The hard cuts that move us through the story convey the idea that C perceives time differently than we do. In a scene that involves decay, which I won’t describe in too much detail here because it occurs in a context I didn’t expect to encounter, a body becomes a skeleton in a series of cuts that last about 30 seconds. The deeper we get into C’s story, the more Lowery teases our perceptions of time, until by the end he’s got us questioning the idea of singular, linear experience. (“A Ghost Story” would make a great double feature with Shane Carruth’s “Primer” or Richard Linklater’s “Boyhood,” two other Texas films about the perception and experience of time.)
“A Ghost Story” feels bracingly, at times alienatingly new. It’s a movie you can’t be quite sure how to take. There are moments where the movie seems to be handing you keys to interpretation, but I’d caution viewers against looking at such scenes for answers, because they have a rope-a-dope quality—as if they're designed to bait and trap those who would sneer at this kind of movie. In any event, this is a film that's more inclined to ask questions than answer them, much less give life advice. A long monologue by a party guest (Will Oldham) about humanity’s doomed attempts to leave traces that last, especially through art, would seem to suggest that a song C writes for M will outlast him, but we have no evidence of that. The film’s presentation of ghosthood as a purgatorial in-between state, inhabited by individuals who refuse to let go of the life they can no longer have, jibes with many Western religions’ ideas about the afterlife, but I don’t think the resolution of C’s story gives us any hope of Heaven; to me it seemed more like a warning to be at peace with the possibility that we may never know the answers to the big questions.

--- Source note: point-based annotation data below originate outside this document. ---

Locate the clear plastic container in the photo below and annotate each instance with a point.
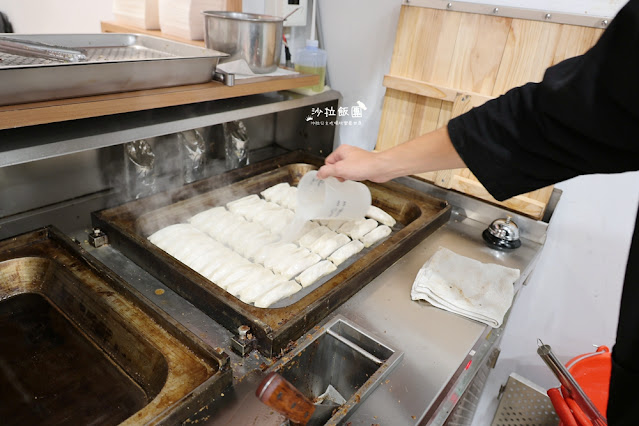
(327, 199)
(312, 60)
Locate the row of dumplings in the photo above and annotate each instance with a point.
(237, 246)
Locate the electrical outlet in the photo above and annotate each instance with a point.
(284, 7)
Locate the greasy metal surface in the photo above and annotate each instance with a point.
(28, 144)
(514, 12)
(524, 403)
(81, 383)
(116, 63)
(320, 360)
(128, 226)
(139, 350)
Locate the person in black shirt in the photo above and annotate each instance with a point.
(582, 118)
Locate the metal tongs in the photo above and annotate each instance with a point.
(41, 50)
(570, 385)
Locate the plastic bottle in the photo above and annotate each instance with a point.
(312, 60)
(327, 199)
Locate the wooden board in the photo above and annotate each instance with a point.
(115, 27)
(445, 63)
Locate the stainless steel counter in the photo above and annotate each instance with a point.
(442, 351)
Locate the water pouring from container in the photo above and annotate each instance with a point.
(327, 199)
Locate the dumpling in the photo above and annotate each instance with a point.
(300, 264)
(257, 288)
(310, 237)
(375, 235)
(235, 284)
(249, 199)
(357, 229)
(328, 243)
(343, 253)
(285, 289)
(275, 192)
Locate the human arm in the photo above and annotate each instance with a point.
(428, 152)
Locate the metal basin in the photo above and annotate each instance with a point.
(255, 38)
(342, 355)
(79, 347)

I should admit here that any take I can offer is provisional. I need to see the film a second time to sweep away preconceived notions that might’ve been lingering in my mind during my first viewing of “A Ghost Story.” The movie is so simple in its storytelling and its situations are observed so patiently that the result has a disarming purity, as if Lowery jammed a tap into his subconscious and recorded one of his dreams directly to film. It’s probably the closest that a lot of people are going to get to seeing a late-period silent movie on a big screen—a melodrama that deals in big ideas and obvious symbols, and that puts across fantastical concepts, such a ghost haunting the landscape over a period of decades, by putting a sheet over its leading man and having him walk around slowly and stare blankly at stuff. (Cinematographer Andrew Droz Palermo shoots the movie in the old-fashioned, square-ish “Academy” ratio, letting us see the rounded edges of the frame; this has a constricting effect, so that we seem to be spying through a keyhole at someone else’s life.)

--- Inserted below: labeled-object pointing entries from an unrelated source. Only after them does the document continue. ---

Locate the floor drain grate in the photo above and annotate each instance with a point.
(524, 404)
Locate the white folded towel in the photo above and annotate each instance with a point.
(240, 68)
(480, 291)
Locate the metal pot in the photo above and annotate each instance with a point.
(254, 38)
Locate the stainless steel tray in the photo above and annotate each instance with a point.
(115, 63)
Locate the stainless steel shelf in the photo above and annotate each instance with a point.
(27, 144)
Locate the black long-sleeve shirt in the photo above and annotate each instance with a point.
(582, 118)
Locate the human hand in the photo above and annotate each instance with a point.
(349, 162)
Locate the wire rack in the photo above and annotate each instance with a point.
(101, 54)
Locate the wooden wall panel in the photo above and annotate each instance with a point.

People either seem to love “A Ghost Story” or hate it, with no in-between. It got mostly very positive notices during festival screenings, but on the eve of its commercial release I’ve found myself arguing with colleagues who think it’s the Emperor’s New Clothes and find it too precious, too sentimental, too much of a one-joke movie, or not enough of one thing or another thing. I loved everything about it, including the scenes I wasn’t sure how to take. I recommend seeing it in a theater because it’s a movie that has as much to say about our perception of time and permanence as it does about love and death. Much of the impact that it has, positive or negative, comes from having to sit there and watch it without interruptions and think about what it’s showing you, and how.